Did it ever even occur to you to read the original document? Here: http://www.ilrweb.com/viewILRPDF.asp?filename=atlantic_howell_071207RIAASupplementalBrief
Let's pull some quotes.
"the Court asked the parties to address the following questions: . . . Did Defendant Howell admit on the record that he is responsible for the Plaintiff’s copyrighted material appearing in his Kazaa shared folder?" (p. 2)
"Defendant actually distributed the 11 sound recordings . . . from the KaZaA shared folder on his computer to Plaintiffs’ investigator" (p.3)
"it is undisputed that all 54 of the Sound Recordings at issue were in the KaZaA shared
folder on Defendant’s computer" (p.4)
"Defendant acknowledges that he saw evidence of other KaZaA users downloading files from the shared folder on his computer." (p. 4)
"Defendant authorized distribution by placing Plaintiffs’ copyrighted works in his shared folder, where they were then available to other KaZaA users." (p. 5)
And that's just the first five mentions of "shared folder." It's obvious (to anyone who actually *read* the brief) that the references to "shared folder" are in the context of use of the Kazaa file-sharing service.
In other words, in the Atlantic v.
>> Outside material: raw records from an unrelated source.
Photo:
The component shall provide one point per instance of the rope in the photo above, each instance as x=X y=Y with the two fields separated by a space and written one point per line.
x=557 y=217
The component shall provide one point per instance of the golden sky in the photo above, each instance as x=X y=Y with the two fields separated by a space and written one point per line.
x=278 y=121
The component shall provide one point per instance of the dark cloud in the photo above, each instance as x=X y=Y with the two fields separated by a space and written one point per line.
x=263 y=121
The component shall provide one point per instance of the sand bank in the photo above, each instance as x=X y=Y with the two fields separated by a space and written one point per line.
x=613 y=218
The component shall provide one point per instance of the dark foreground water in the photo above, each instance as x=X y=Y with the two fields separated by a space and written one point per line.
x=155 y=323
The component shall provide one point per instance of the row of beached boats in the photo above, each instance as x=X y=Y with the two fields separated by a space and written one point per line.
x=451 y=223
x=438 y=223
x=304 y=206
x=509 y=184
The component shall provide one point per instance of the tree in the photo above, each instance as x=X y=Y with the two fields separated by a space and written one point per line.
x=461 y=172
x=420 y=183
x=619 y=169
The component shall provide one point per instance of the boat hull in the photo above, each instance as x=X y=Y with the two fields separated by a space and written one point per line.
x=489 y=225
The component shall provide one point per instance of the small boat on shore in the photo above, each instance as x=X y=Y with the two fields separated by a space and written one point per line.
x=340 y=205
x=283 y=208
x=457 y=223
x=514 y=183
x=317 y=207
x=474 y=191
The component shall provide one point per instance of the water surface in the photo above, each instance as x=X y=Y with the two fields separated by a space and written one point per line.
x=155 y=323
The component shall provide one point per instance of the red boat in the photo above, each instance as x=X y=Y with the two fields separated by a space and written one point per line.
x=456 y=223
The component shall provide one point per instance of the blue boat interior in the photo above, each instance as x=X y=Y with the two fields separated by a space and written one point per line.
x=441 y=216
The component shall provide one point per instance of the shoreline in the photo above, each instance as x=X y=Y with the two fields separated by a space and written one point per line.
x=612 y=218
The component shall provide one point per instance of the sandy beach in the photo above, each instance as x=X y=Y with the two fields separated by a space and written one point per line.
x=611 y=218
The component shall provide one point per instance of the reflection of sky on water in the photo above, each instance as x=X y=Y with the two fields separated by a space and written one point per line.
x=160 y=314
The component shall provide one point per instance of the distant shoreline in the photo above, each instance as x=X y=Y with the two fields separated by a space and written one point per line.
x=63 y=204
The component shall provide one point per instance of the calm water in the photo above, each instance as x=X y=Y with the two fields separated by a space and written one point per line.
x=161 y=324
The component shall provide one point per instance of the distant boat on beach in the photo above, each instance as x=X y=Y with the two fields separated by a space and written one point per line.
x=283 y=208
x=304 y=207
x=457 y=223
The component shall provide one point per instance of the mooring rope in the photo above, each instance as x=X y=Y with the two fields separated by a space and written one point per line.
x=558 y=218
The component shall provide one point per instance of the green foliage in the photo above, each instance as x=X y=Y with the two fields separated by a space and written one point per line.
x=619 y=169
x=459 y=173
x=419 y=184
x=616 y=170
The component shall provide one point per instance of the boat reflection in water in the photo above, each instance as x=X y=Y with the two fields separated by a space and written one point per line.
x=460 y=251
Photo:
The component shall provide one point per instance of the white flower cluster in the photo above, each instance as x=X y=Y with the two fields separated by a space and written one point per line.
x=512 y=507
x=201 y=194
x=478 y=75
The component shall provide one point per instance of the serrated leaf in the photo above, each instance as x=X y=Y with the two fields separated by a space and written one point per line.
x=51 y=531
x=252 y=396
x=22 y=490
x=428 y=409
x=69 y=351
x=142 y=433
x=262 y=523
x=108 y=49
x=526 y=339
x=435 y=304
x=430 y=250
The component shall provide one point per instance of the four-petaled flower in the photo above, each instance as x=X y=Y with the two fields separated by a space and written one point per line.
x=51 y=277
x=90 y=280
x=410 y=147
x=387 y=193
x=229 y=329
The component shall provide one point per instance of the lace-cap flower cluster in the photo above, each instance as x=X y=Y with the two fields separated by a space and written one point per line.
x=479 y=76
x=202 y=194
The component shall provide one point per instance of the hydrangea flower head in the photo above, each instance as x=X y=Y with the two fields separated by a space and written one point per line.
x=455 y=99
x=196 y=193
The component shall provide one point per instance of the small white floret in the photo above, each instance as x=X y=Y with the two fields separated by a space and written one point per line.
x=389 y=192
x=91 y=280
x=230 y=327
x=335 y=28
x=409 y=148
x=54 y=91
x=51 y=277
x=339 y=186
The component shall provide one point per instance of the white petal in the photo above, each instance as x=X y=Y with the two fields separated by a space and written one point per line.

Howell brief, the RIAA is objecting to the user converting the music to MP3 and putting it in a shared folder that they knew would distribute it via the Kazaa file-sharing service -- precisely what they've been objecting to for nearly a decade.
But rather than address the actual argument the RIAA is making, it's quite convenient to pull a single sentence out of a 20-page brief and use it out of context to serve your own agenda isn't it?
I don't know if this is intentional and deceptive on your part. I doubt it. More likely you're just blindly parroting back someone else's deception because it conveniently falls in line with your own pre-determined opinions about the RIAA. But if you want Read/Write Web to be taken seriously, you need to show more integrity in your writing, instead of just parroting back what you read elsewhere because it *appears* to confirm what you want to believe.
For the record, I'm not an RIAA apologist. I despise them and their tactics as much as the next person. But what I despise even more are anti-RIAA zealots who use the same tactics of deception, misinformation, twisting of words and concepts. Adopting the same unethical strategies as the RIAA to smear those opponents just damages your credibility (especially when there are solid, valid arguments to be made in favor of file-sharing).
And almost as bad are the mindless lackeys that line up behind these unethical anti-RIAA propagandists and perpetuate the misinformation. Yes, I'm looking at you, Kirkpatrick.
Posted by: Greg | December 12, 2007 5:52 AM
Greg, that was a very thorough explanation of a perspective that many people have and sounds solid to me. You should take them smarts you got and start yourself a news blog - sounds like you'd do a good job of it.
Posted by: Marshall Kirkpatrick | December 12, 2007 7:44 AM
Marshall
TechDirt already pimps this taco quite nicely.
Posted by: James Lewin | December 12, 2007 12:57 PM
This story is getting beaten to death by so many blogs right now. Look, we all know headlines like this get site traffic, but it kills the respect.
No one likes the RIAA, but this whole thing is taken out of context. The banana sandwich line is true. Once you rip music and SHARE it, yeah... that's not legal. I wish it was, but I would probably lose that argument in court.